Sometime around the summer of 2021 I came across the paper Pretrained Transformers as Universal Computation Engines (Lu et al., 2021), and was blown away. In this paper the team from UC Berkeley, FAIR, and Google took a GPT-2 (pretrained as a language model in the usual way), then froze the self attention and feed forward parameters (keeping the embedding / output layer and layer norm params trainable). The learned parameters accounted for well under 1% of the total model params.

They proceeded to train this model on several very diverse tasks like bit operations, image classification, and protein folding predictions. Amazingly, the mostly-frozen GPT performed about as well as one trained from scratch on these tasks.

Wow! The idea that one could take a model pretrained on natural language and then, by retraining such a small fraction of the parameters, have it perform well on seemingly unrelated tasks seemed absolutely crazy to me.

Then a while later I encountered another paper (which had come out about the same time): FNet (Lee-Thorp et al., 2022). Here a team from Google takes an encoder-style model (think BERT) and replaces the self-attention layers with parameter-free Fourier transformations that mix information across tokens in the input sequence. In other words, there was no trained self-attention mechanism, just a sort of channel mixing that the model needed to learn how to make use of (via parameters in the surrounding feed-forward layers). They pre-trained using masked language modeling and then fine-tuned on various NLP tasks.

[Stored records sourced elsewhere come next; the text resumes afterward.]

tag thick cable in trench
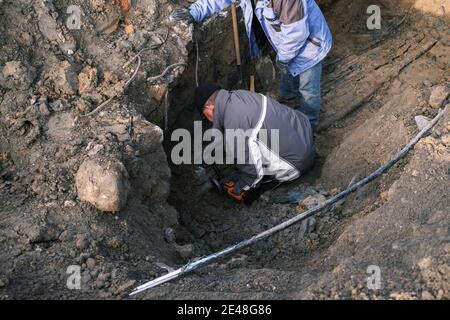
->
[130,108,449,296]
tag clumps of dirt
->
[0,0,450,299]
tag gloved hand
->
[223,181,245,202]
[277,60,289,74]
[224,171,255,202]
[172,8,195,24]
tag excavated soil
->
[0,0,450,299]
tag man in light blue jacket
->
[173,0,332,127]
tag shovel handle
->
[231,4,242,66]
[250,75,256,92]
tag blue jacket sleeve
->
[277,0,310,63]
[190,0,235,21]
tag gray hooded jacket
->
[213,90,314,191]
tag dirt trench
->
[0,0,450,299]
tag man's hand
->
[172,8,195,24]
[277,60,289,74]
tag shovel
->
[231,4,244,85]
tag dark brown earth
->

FNet didn’t outperform vanilla transformers, but it came close, and used less compute.

I think of both of these concepts as providing a ‘frozen attention’ substrate surrounded by trainable components that can learn to make use of the frozen mixing between channels.1 It’s like the trainable system is given a set of tools that do something, and they have to figure out how to best make use of the tools.

I refer to these approaches, in a likely abuse of terminology, as forms of reservoir computing.2 I’m excited about them partly because I find it fascinating that they work at all, but mostly because they may offer a route to do more with less. Do they allow models to punch above their weight class in terms of 1) lower compute or lower memory for a given level of performance, or 2) faster training? And could they be leveraged for either different use cases or different modalities at the same time? I think the idea is under-explored.

Footnotes

  1. Another paper in a similar vein is MLP-Mixer (Tolstikhin et al., 2021). Here the proposal was to replace the self-attention layers with MLPs that—instead of operating within each token’s stream—were ‘rotated’ and operated across tokens. In this case, however, the MLP layers remained trainable.

  2. Technically reservoir computing refers to the use of a fixed recurrent network to process sequential data, with only the output layer trained. Is there a better term?